To demonstrate how the Kelly Criterion works, we must assume that you can analyze the probability of a successful bet with a reasonable degree of precision. With this information, we can use the Kelly criteria to calculate the bet, with the following formula:
(bp – q) / b = f
In this equation, "b" refers to the multiple odds available for the bet in question. For example, if the decimal odds of a bet are 4.0, then the letter B is 3. The letters "p" and "q" refer to the bet's probability of winning and losing respectively. So if a bet has a 55% chance of winning, then p will be 0.55 and q will be 0.45. Finally, "f" is the answer to the equation and refers to the fraction of your total budget to use on this bet.
If we take an example of a bet where the decimal odds are 4.0 and the probability of that bet of winning is 35%, we can apply the relevant numbers to the equation as follows:
((3*0.35)-0.65) / 2 = 0.4
Based on Kelly's criteria, for this bet, even though the probability of losing is higher than the probability of winning, your bet should be 40% of your budget.

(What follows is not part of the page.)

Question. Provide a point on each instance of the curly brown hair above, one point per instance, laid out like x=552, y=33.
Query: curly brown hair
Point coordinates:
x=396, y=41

An important aspect of Kelly Criterion is that it can tell you when a bet offers value. Value is a vital concept in sports betting. Generally speaking, you have found value when the probability of it being successful is higher than the implied probability for that bet. For example, if the decimal odds of a bet are 4.0, then the implied probability of that bet is 25% or 0.25. If you think that the chance of that bet is greater than 25%, then you have identified a bet with a positive expected value.
In the example above, the response to the Kelly criterion is a positive number. This tells you that you have found a valuable bet. If the answer to this equation had been a negative number, this would show that the bet does not have a positive value, or, in other words, that the chance of the bet being successful was smaller than the total implied probability. Since it is a fundamental rule of the betting that you should only bet when you expect a positive value, when it returns a negative number, the Kelly criterion is telling you that you should not bet.